Só tinha uma maneira de a parar, portanto Sana se pôs a correr atrás dela. Ao se deparar com a parte externa, porém, o choque a paralisou. O quarteirão parecia deserto. As casas, silenciosas, tinham camisas de diferentes cores penduradas nas janelas. Duas delas predominavam: vermelho e preto. A japonesa se perguntou o que aquilo poderia representar, mas não teve tempo para refletir. Jihyo, parecendo ignorar todos aqueles detalhes, seguia correndo em direção à uma das propriedades, e Sana se colocou novamente em seu encalço. Quando a mais nova parou na frente de uma das portas, ela só pôde encarar a fachada. A Park parecia conhecer o lugar.

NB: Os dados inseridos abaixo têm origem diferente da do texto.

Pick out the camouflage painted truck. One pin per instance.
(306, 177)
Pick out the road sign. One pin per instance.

- Jihyo. Nós deveríamos voltar. Agora.

Ela não respondeu. Não parecia nem mesmo estar escutando. Sana notou a janela da casa: uma camisa vermelha e uma camisa preta. Um arrepio percorreu todo o seu corpo.

- Jihyo, eu não sei quais são as suas lembranças sobre esse lugar, ou se ele se parece com o seu lar no nosso universo, mas me escute: aqui não é seu lar de verdade. Qualquer pessoa que esteja te esperando atrás dessa porta, não é quem você ama. Nós precisamos voltar. Pode ser perigoso.

Ainda em silêncio absoluto, ela bateu na porta. Uma, duas, dez vezes. Forçou a maçaneta. Nenhum som.

- Jihyo. - Sana se aproximou, tocando em seu braço. - É melhor nós...

A coreana gritou, os punhos esmurrando a porta. A maior cogitou que seria melhor permitir que ela fizesse isso até se dar conta de que não seria respondida e desistisse por conta própria.

Foi quando um barulho mínimo alarmou as duas. Um ruído de movimentação lenta, como um arrastar de pés. Minutos depois, a porta foi destrancada.

A mulher que surgiu no limiar assustou Sana. A física especulou que ela não devia ter mais que 30 anos, mas a postura curvada, fraca, e a magreza evidente lhe conferiam muito mais idade. Olheiras escuras e fundas apareciam sob os olhos injetados, que apresentavam glóbulos manchados de sangue, e o rosto fino possuía hematomas. Seu aspecto era doentio, como uma paciente em estado terminal. A parte interna da casa exalava um cheiro de carne em putrefação. A Minatozaki queria agarrar a mão da parceira e fugir dali, mas não conseguia.